Obama is under pressure on two fronts: the international community wants him to commit to serious greenhouse gas emission reductions and American voters want him to spur job creation. Unemployment is hovering at 10 percent and there is populist anger afoot in the country, not just among tea baggers but among people from both parties disgusted by bailouts and coddling of Big Finance. “Throw the bums out” is not a happy place to be for the incumbent party approaching mid-term elections.
Conventional wisdom inside the Beltway is these goals — addressing climate pollution and creating jobs — are in tension. Senate Democrats cower at the thought that climate legislation might be seen as a job-destroying tax, a politically out-of-touch alternative to a jobs bill. Pundits tut-tut that the climate fight has to go on the back burner for now, no matter what the international community thinks.
The politics appear dismal, but they need not be: there are plenty of investments in reducing emissions that would create jobs. The government can create jobs by paying people to make buildings more efficient, to buy more efficient appliances or cars, or to build wind turbines. In a full employment economy, this government spending might displace private spending, but we’re not in a full employment economy. This economy is mired in severe downturn and 10 percent unemployment. In those circumstances, the primary economic directive is to create demand to soak up all the idled capacity. The Fed already has interest rates as low as possible, so the other choice is public spending. In other words: more stimulus. So spend it on things that reduce GHGs!
Where can public spending best stimulate demand, create jobs, and reduce emissions? The obvious answer is buildings, for three reasons:
- Unemployment in the construction sector is particularly high, around 17 percent — something like 1.1 million skilled workers and who-knows-how-much manufacturing capacity are sitting idled. These folks are ready to be put back to work.
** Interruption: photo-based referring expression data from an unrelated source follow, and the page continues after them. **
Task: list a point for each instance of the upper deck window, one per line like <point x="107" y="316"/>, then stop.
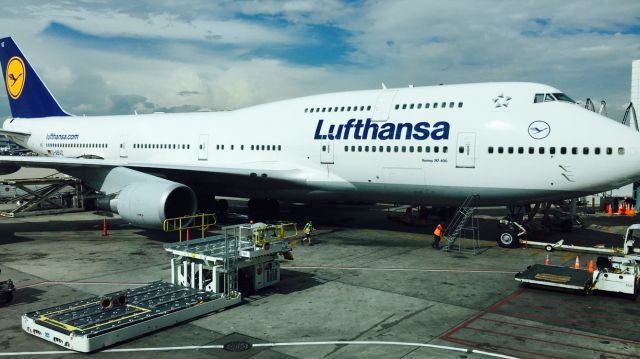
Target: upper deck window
<point x="563" y="97"/>
<point x="547" y="97"/>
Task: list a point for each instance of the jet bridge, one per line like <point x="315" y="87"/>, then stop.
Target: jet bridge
<point x="207" y="275"/>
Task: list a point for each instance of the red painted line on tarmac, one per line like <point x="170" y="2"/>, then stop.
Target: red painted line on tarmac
<point x="484" y="346"/>
<point x="73" y="282"/>
<point x="559" y="321"/>
<point x="588" y="307"/>
<point x="394" y="269"/>
<point x="624" y="341"/>
<point x="549" y="342"/>
<point x="464" y="324"/>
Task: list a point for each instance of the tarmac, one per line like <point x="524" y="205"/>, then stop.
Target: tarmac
<point x="367" y="288"/>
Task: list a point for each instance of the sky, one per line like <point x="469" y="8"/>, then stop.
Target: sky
<point x="116" y="57"/>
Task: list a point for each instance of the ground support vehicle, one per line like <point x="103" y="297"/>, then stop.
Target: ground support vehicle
<point x="206" y="276"/>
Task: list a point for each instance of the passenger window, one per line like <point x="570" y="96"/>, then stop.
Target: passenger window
<point x="538" y="98"/>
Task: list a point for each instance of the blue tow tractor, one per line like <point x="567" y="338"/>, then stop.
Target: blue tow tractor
<point x="6" y="292"/>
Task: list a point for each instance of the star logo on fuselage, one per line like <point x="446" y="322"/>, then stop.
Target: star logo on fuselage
<point x="502" y="101"/>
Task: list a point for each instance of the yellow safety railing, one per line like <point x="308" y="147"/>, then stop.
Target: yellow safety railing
<point x="275" y="232"/>
<point x="201" y="220"/>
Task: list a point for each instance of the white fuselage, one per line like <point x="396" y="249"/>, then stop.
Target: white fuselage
<point x="480" y="142"/>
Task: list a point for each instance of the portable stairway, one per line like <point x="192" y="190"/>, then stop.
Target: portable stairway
<point x="461" y="225"/>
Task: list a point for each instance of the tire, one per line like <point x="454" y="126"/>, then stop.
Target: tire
<point x="507" y="239"/>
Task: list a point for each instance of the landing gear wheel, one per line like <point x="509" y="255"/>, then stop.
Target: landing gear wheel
<point x="507" y="239"/>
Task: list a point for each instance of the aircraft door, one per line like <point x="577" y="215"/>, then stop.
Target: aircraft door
<point x="383" y="105"/>
<point x="123" y="146"/>
<point x="326" y="152"/>
<point x="466" y="152"/>
<point x="203" y="147"/>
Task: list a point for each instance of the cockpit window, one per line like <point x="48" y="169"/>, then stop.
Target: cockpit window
<point x="539" y="98"/>
<point x="563" y="97"/>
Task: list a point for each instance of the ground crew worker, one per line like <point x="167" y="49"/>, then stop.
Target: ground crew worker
<point x="308" y="228"/>
<point x="437" y="234"/>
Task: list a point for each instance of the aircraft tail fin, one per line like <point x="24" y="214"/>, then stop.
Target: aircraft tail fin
<point x="28" y="96"/>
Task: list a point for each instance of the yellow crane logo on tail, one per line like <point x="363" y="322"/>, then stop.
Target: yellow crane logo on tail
<point x="15" y="77"/>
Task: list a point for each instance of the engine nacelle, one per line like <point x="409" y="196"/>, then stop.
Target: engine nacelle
<point x="147" y="204"/>
<point x="9" y="169"/>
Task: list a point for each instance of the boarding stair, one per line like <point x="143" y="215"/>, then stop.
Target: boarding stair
<point x="463" y="225"/>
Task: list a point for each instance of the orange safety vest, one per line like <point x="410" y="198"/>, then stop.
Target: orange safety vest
<point x="438" y="231"/>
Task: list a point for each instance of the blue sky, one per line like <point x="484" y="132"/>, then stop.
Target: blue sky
<point x="117" y="57"/>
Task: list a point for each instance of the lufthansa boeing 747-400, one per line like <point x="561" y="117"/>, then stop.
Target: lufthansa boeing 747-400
<point x="508" y="142"/>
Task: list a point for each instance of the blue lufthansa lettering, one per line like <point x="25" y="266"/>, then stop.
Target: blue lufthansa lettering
<point x="365" y="130"/>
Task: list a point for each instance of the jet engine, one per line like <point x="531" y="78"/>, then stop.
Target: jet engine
<point x="9" y="169"/>
<point x="148" y="204"/>
<point x="142" y="199"/>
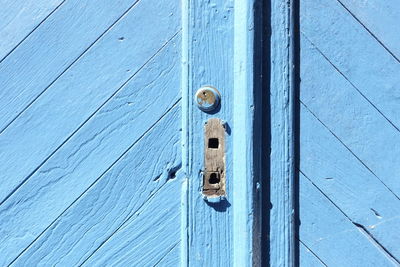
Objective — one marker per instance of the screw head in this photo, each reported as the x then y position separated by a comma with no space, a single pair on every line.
207,98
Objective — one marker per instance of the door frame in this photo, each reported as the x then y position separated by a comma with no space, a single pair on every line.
262,154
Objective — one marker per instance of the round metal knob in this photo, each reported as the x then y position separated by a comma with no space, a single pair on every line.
207,98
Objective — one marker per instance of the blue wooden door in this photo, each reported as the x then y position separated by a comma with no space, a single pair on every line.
102,144
349,133
90,133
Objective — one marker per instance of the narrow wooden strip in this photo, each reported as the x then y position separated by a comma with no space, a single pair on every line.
77,95
144,240
308,258
361,128
381,19
246,234
330,235
19,19
372,70
281,153
210,62
51,49
89,153
348,184
135,204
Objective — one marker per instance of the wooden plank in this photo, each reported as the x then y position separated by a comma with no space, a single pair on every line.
347,183
208,42
145,240
129,217
246,108
90,152
281,152
218,38
340,38
360,127
53,48
330,235
20,18
308,258
381,19
89,84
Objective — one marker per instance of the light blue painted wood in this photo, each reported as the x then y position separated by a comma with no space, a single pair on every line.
349,131
220,49
51,49
363,130
210,62
20,18
89,84
90,152
340,38
121,203
329,234
381,19
281,153
246,235
347,183
308,258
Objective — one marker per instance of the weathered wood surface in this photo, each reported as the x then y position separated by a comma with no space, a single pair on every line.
78,94
209,43
90,169
349,133
25,16
281,151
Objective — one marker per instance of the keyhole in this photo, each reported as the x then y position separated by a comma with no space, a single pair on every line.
214,178
213,143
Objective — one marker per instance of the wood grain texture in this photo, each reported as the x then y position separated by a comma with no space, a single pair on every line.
137,199
281,154
246,181
380,19
348,184
349,131
220,54
136,204
372,70
91,151
209,38
308,258
329,234
78,94
51,49
21,18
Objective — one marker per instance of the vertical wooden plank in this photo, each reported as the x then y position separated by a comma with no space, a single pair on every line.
210,53
281,234
218,40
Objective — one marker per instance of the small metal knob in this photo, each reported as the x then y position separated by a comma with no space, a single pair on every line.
207,98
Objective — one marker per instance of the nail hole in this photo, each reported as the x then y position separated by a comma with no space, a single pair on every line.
214,178
213,143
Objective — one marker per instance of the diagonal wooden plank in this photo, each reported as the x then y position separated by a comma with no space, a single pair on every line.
340,37
145,238
363,130
121,196
74,98
381,19
89,153
51,49
308,257
348,184
331,236
20,18
170,259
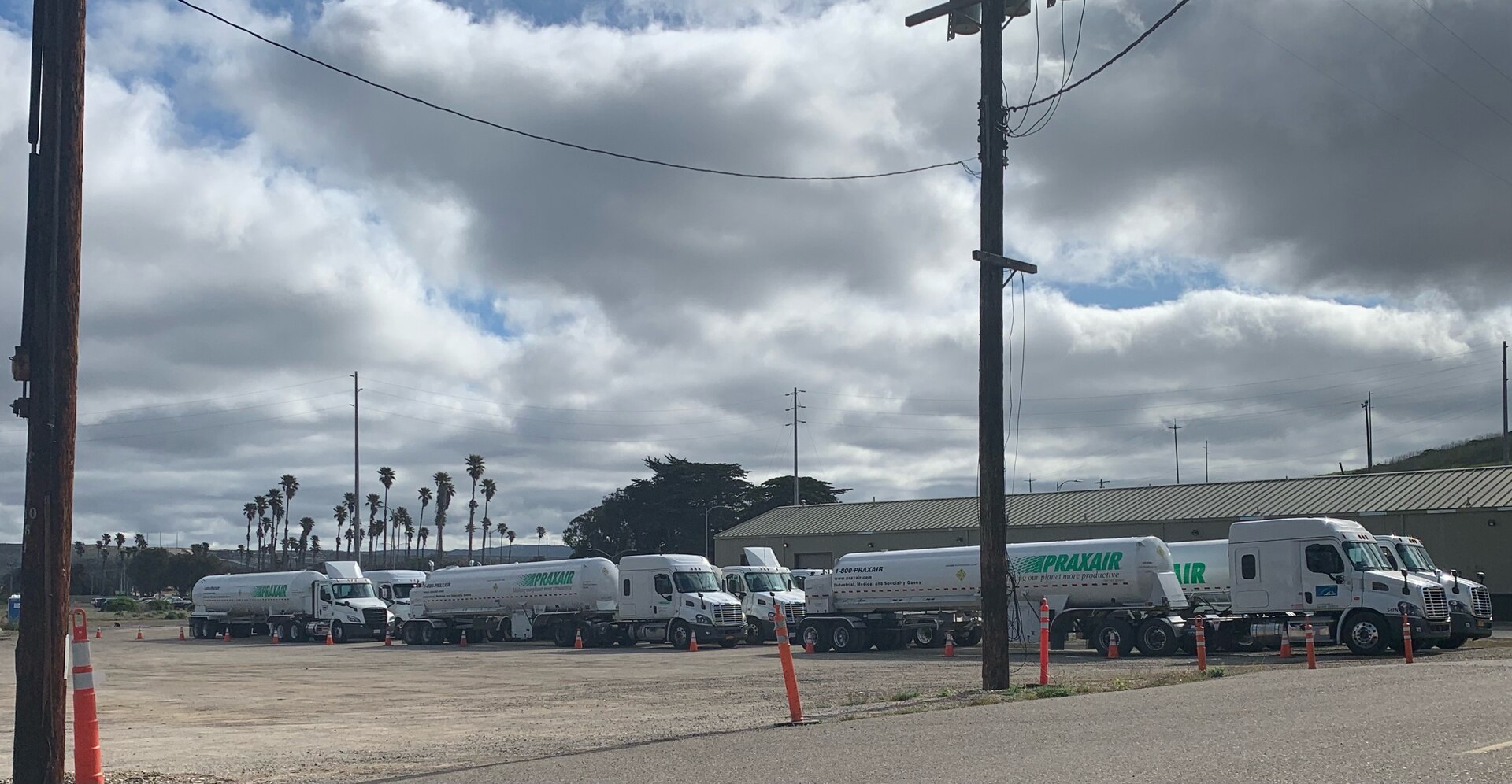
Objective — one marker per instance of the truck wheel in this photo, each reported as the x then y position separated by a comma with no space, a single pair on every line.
680,634
1104,636
847,639
813,634
928,636
1366,634
1155,636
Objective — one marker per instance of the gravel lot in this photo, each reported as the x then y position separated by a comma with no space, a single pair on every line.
246,710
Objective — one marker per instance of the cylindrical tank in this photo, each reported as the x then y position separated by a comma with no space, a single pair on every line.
575,585
1091,573
1204,570
280,593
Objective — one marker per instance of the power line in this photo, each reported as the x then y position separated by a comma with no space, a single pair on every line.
560,142
1083,80
1462,41
1428,64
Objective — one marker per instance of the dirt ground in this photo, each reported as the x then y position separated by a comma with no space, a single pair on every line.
246,710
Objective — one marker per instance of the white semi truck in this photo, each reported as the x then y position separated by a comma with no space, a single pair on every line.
762,585
646,598
394,588
297,605
1101,588
1469,601
1272,575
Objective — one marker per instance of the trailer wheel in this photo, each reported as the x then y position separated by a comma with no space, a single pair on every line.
1366,634
928,636
680,634
1155,636
811,634
1104,636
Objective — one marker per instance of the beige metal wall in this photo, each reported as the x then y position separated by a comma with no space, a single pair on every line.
1459,540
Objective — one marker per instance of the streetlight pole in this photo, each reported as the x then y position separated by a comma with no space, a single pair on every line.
708,542
989,17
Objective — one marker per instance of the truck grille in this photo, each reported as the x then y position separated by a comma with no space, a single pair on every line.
1480,601
728,616
376,618
1436,605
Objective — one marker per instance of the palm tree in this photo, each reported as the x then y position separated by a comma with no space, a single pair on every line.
250,509
276,506
291,486
353,517
425,499
374,504
443,501
306,527
340,524
386,478
489,491
475,470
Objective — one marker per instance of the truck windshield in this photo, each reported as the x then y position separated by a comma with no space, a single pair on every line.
769,582
1366,557
353,591
693,582
1416,558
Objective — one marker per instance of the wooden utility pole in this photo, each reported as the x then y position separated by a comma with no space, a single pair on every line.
47,364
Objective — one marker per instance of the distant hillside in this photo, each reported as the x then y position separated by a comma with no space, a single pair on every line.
1485,450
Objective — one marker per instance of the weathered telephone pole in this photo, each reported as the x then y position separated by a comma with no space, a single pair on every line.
47,366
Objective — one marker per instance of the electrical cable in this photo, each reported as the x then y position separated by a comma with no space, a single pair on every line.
560,142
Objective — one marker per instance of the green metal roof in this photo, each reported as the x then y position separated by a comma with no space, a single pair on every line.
1347,494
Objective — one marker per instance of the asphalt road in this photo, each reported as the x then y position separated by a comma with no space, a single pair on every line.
1380,724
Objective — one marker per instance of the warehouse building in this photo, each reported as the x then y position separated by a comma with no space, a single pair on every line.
1464,516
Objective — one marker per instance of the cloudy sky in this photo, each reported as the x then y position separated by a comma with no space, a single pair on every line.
1257,218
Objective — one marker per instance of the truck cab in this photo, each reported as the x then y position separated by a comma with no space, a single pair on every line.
1469,601
762,585
1334,571
678,598
394,590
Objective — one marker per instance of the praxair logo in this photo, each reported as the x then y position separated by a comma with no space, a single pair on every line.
547,579
1063,562
1193,573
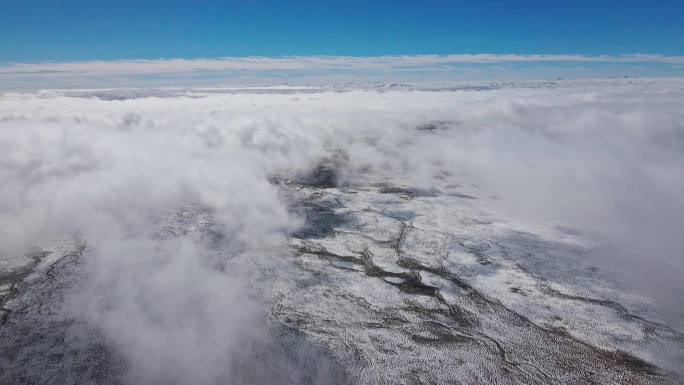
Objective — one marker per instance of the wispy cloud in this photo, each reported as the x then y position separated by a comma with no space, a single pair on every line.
147,66
153,72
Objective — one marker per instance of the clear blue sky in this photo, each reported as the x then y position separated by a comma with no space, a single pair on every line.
38,30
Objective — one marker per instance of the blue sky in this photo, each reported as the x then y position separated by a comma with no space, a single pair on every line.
54,30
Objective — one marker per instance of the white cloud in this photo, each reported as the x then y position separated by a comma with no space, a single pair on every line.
607,159
303,68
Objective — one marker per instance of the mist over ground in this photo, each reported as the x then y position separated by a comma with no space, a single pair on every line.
172,195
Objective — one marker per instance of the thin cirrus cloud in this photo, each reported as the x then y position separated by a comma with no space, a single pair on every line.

- Buildings consume 40 percent of America’s energy and produce about that much of its greenhouse gas emissions. It’s possible to increase building energy performance by anywhere from 20-90 percent with cost-effective investments. It’s the cheapest, fastest way to reduce emissions.
- Aside from jobs and emission reductions, improving the performance of buildings has a number of co-benefits. Americans spend about 90 percent of their time indoors. Improved building performance increases air quality and health; in offices and schools it reduces sick days and improves performance; in hospitals, it yields fewer infections; there’s even evidence the green features reduce violent incidents at prisons. Turns out people like clean air, decent circulation, and natural light.
There’s evidence that this message is reaching the administration. Obama is giving a speech today on jobs and unemployment and reports indicate that he’ll roll out the so-called “cash for caulkers” program.
At least as proposed to the White House, the Homestar program (as it’s properly known) would put $23 billion over two years toward increasing the energy efficiency of residential buildings. It would pay for up to half of a range of homeowner investments, from insulation to new lights; it would also set some money aside for audits (to insure performance) and incentive programs for stores like Home Depot, to insure buy-in. (For more details, see David Leonhardt.)
This is a tremendously promising step in the right direction, but so much more could be done. More work is needed on financing mechanisms to overcome the upfront cost barriers, including utility on-bill financing, PACE loans attached to property taxes, and low-interest mortgages for retrofits and new home purchases. (See Architecture 2030’s “One-Year, 4.5-Million-Jobs Investment Plan.”) The government needs to tie new incentives to high standards for the industry, so consumers know exactly what kind of performance and payoff to expect. And the feds need to pony up much more in assistance to states, where many retrofit programs are up and running but budgets are insanely constrained.
A truly bold building efficiency program — one that not only marshaled the full resources of the federal government but called on the imagination and efforts of cities, businesses, community groups, churches, and individuals — would be a direct attack on the discredited notion that reducing greenhouse gas emissions hurts the economy. It would be a signal of seriousness to America’s international partners in Copenhagen. And it would be a deft way of joining Americans’ hunger for work with their abiding support for clean energy.